Akhirnya memang Putu menemukan dimensi-dimensi lain dari langkah mengambil jarak itu. Karya tiga dimensi bersubyek sosok-sosok manusia dengan gestur: bergerak, beranjak, lari, lompat, dan lain-lain yang dapat disimplifikasi menjadi representasi atas keberjarakan adalah bukti betapa ”berjarak” telah merasuk menjadi penalaran estetika. Penalaran yang bermuara pada ihwal ”merangkai”; menyusun-sambung entitas persepsi dan juga keyakinan-keyakinan.

Sekali lagi seperti terlihat dalam karya tiga dimensi, Putu mengeksplorasi kutub-kutub paling comberan dari pelat besi. Dia mengangkat kasta besi bekas dan benda-benda rongsok menjadi media ungkap tematis; ihwal gestural tubuh. Ia merangkai elemen pelat yang berkarat dengan temali kawat. Ia mengelas bilah-bilah besi yang masif dengan lentur pelat bersubyek manusia penuh gerak. Media pelat dan benda rongsok diposisikan tidak sebagai medium yang akan menghilang oleh gagasan, sebaliknya karakter pelat dan besi bekas dihargai sebagai citra seni rupa itu sendiri. Proses ”merangkai” yang saya anggap merupakan muara dari perilaku berjarak boleh juga diyakini sebagai sintesis atas proses panjang identifikasi dan penemuan jawaban-jawaban.

Merespons dan menguatkan

Sesi pembukaan pameran menghadirkan perupa Nyoman Erawan sebagai tokoh yang didaulat untuk membuka. Erawan berdiri di depan, tiba-tiba menyatakan diri tidak cakap berpidato. Kontan mengundang tanya para tetamu. Apa gerangan yang akan dilakukan perupa plontos yang sarat penghargaan seni rupa ini? Tidak dinyana, awalnya ia berdialog dengan Putu, tiba-tiba berjalan sambil meracau sendirian. Kata-kata yang di awal sangat benderang sebagai kalimat percakapan, pelan-pelan menghilang, tinggal buraian kata-kata tanpa pernah kita bisa mengerti arti dan maksudnya. Semua bahasa igauan. Erawan seperti memasuki kenduri bunyi yang penuh desah.

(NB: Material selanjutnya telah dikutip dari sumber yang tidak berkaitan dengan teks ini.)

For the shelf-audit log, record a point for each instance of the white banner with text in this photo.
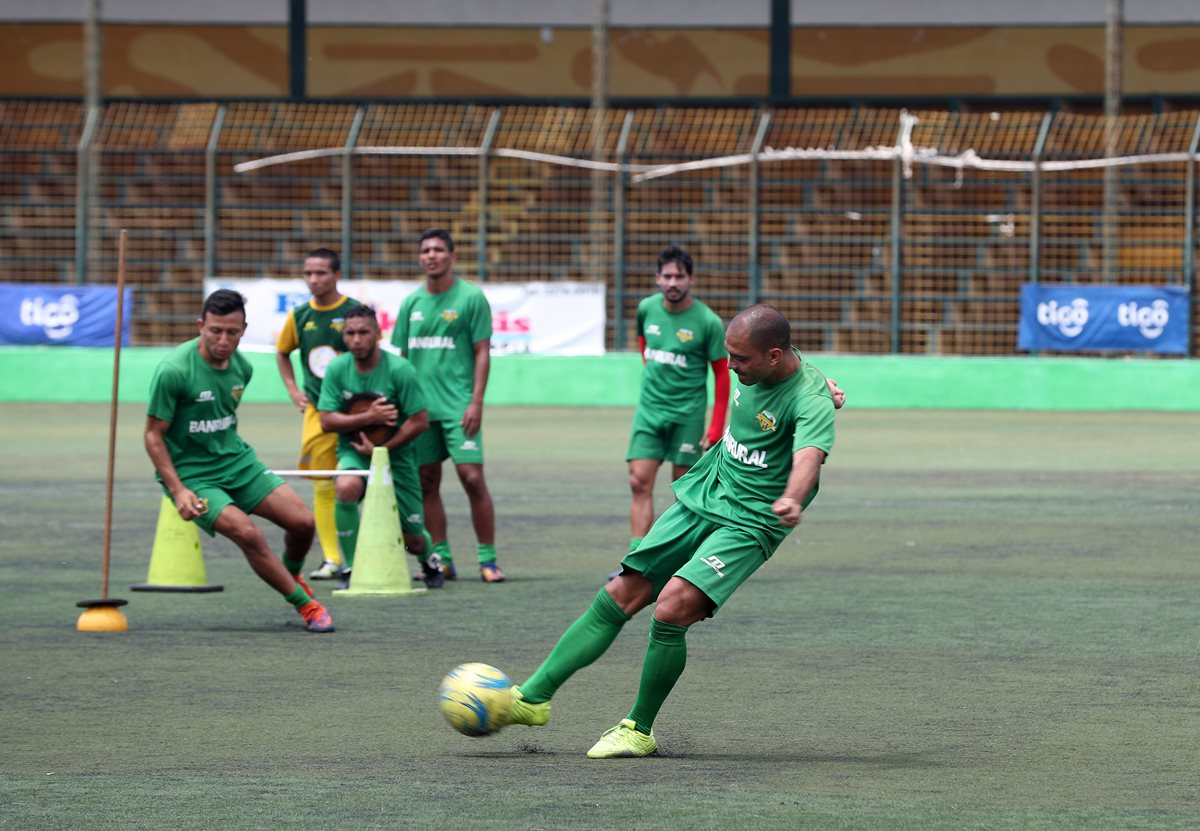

Erawan berjalan menuju sebuah karya Putu bersubyek sosok manusia melayang meniti bilah besi bergerigi. Pada gilirannya karya itu diraba dengan perangkat audio akustik yang menempel di kaus tangan Erawan. Ketika diraba, dicubit, digesek, disentuh tiap lekuk tubuh benda logam itu berbunyi. Rabaan, cubitan yang menimbulkan bebunyian menyayat, terkadang seperti meraung pedih. Mulut Erawan pun tak henti-henti meraung-raung sahut-menyahut. Cukup lama meliuk-liuk, bergumul dengan rangkaian kawat dan pelat logam, berpesta dengan bebunyian yang menyayat, tiba-tiba Erawan beranjak dalam sepi, mulut menganga tanpa bunyi, berjalan pelan menuju pintu ruang pamer. Pameran pun dibuka.

Dalam merespons karya Putu, Erawan mengambil jalan untuk menguatkan keberadaan karya-karya bermedia pelat dan besi rongsok itu dari sosoknya yang bisu tanpa bunyi untuk berbunyi. Sosok subyek pada karya Putu yang seakan bergerak dan beranjak menuju kebebasan gestural murni sangat korelatif dengan penafsiran Erawan lewat penjalinan kode-kode akustik yang dimuarakan oleh aksi tubuh dalam merespons subyek karya tiga dimensi itu.

Hadirnya seseorang yang dianggap tokoh dalam membuka sebuah pameran memang seharusnya mampu menguatkan sekaligus mengungkap sisi otentik dari karya seni rupa yang dipamerkan. Sudah saatnya pula mentradisikan gaya pidato yang murni dari diri, bukan kosmetika citra yang akhirnya akan terlupakan.